The issue is coming under new scrutiny both because many consider gas an inhumane way to put someone to death, and because of the endless legal challenges it has prompted, such as those which nearly stopped the Harris execution Tuesday.
This week state Assemblyman Thomas McClintock (R) introduced legislation that would replace the gas chamber as the state's method of execution with lethal injection.
Debate on a similar move is under way in Arizona, which on April 7 conducted the first execution in 30 years in its gas chamber.
The McClintock bill would give the 328 inmates currently on death row in California the option of gas or chemical syringe. Lethal injection would be mandatory for all new death sentences handed down.

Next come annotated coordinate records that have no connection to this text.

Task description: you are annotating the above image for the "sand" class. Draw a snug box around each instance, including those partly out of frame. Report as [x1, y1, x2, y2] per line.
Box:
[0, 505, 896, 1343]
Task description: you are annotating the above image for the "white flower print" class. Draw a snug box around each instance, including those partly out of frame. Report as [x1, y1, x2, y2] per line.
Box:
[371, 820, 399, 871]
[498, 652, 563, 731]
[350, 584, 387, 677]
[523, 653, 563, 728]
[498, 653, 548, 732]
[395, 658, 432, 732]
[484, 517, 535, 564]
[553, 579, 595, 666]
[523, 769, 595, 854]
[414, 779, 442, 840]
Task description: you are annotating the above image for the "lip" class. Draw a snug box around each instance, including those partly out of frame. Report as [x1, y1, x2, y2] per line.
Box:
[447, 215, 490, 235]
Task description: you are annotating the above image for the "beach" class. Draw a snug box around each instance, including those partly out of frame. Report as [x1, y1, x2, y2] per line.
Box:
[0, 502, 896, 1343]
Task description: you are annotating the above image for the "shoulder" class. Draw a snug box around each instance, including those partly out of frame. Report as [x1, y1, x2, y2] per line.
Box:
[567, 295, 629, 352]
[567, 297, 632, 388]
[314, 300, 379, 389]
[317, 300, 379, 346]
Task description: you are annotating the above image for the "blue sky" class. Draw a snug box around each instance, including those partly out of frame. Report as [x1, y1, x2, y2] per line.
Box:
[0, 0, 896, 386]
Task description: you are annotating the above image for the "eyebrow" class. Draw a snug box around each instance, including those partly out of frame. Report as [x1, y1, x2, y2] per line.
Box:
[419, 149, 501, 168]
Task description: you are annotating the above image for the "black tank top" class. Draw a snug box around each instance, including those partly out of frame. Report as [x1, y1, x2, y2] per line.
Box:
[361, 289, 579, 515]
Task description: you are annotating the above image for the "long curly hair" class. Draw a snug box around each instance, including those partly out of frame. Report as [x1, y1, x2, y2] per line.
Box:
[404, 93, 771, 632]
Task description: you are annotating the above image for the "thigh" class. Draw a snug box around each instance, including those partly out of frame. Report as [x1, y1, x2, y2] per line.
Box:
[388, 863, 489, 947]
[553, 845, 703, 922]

Mr. McClintock, a death-penalty supporter who believes the gas chamber is an appropriate method of execution, nevertheless says lethal injection would be quicker, more merciful, and would avoid the controversy over cyanide that can lead to delays in executions.
"It places the death penalty on still firmer ground," he says.

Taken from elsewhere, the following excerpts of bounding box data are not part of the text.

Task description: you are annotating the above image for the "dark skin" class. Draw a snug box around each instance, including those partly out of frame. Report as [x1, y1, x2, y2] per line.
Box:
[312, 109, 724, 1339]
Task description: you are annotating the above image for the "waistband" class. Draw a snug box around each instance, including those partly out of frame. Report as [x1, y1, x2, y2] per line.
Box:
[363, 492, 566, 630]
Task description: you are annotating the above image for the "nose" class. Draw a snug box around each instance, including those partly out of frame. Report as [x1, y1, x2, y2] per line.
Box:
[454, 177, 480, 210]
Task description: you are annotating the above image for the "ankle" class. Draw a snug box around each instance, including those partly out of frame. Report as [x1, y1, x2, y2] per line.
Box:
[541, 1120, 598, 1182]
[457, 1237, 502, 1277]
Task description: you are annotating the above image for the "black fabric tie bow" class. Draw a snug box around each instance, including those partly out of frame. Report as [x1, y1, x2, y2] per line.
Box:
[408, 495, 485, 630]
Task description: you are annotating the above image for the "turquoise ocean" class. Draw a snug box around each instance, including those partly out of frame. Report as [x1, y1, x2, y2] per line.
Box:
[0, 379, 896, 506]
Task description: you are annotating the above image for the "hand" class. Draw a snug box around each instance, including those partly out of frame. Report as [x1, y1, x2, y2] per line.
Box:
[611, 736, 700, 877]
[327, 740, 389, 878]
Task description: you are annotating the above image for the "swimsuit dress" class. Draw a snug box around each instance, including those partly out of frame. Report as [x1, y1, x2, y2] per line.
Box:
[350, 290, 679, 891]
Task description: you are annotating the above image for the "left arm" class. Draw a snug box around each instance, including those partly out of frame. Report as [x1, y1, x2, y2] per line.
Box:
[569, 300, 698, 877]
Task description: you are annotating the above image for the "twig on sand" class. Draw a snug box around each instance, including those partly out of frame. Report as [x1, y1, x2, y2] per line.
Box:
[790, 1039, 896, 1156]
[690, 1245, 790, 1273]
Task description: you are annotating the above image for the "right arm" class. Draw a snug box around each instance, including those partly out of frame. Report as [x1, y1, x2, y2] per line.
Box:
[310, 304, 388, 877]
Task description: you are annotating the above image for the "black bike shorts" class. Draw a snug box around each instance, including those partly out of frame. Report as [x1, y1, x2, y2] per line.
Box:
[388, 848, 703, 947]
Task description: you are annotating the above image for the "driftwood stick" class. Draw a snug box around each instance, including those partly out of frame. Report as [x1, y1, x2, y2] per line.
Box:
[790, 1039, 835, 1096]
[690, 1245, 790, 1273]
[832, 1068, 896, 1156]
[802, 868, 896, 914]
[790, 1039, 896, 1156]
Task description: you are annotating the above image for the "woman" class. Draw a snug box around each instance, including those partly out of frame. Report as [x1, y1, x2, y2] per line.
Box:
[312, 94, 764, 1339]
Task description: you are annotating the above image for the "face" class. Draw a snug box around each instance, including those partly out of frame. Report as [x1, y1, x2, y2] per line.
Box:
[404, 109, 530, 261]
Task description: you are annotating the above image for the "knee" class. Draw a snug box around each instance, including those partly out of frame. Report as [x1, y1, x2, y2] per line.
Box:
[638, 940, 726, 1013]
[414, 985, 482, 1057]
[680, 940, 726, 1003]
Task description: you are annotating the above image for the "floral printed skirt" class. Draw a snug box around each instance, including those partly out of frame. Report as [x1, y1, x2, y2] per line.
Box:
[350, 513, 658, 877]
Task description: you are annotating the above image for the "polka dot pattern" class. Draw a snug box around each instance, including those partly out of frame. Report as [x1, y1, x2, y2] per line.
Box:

The American Civil Liberties Union, in trying to prevent Mr. Harris's execution, filed a last-minute suit charging that death by gas violated the United States Constitution's ban on "cruel and unusual" punishment.
Based on the appeal, federal courts issued one temporary restraining order and three stays between Saturday and Tuesday barring the execution. Each was overturned in the end by the US Supreme Court.
OF the 36 states which have a death penalty, only three - California, Arizona, and Maryland - prescribe gas. Three others - Mississippi, Missouri, and North Carolina - give the choice of gas or lethal injection. Most use either chemical injection or electrocution.
The gas chamber at San Quentin prison, instituted in 1938 as a more humane way of killing than hanging, was used in the Harris execution for the first time since 1967. Witnesses described the execution as slow and disgusting.
California lawmakers have wrestled with the issue of the gas chamber before. In 1988, McClintock tried to get the state to switch from cyanide to syringe. The effort didn't get far. Ironically, the measure was opposed at the time by the ACLU, which argued that no execution is humane, while some death-penalty supporters worried that raising questions about the gas chamber would fuel new legal challenges, which it eventually did.
Death-penalty opponents still believe any killing is immoral, but some argue that, if you have to do it, there are better ways than with gas.
"I suspect the California Legislature is going to move on this pretty quickly," says John Poulos, a professor of constitutional law at the University of California (Davis).
The ACLU hopes to continue to press its class-action suit, filed on behalf of all death-row inmates in California, seeking to abolish the gas chamber.
A federal appeals court turned down a similar constitutional challenge in a 1983 case in Mississippi.
The ACLU may have new ammunition pursuing its goal: On orders of the federal appeals judge presiding over the suit here, Harris's death was videotaped.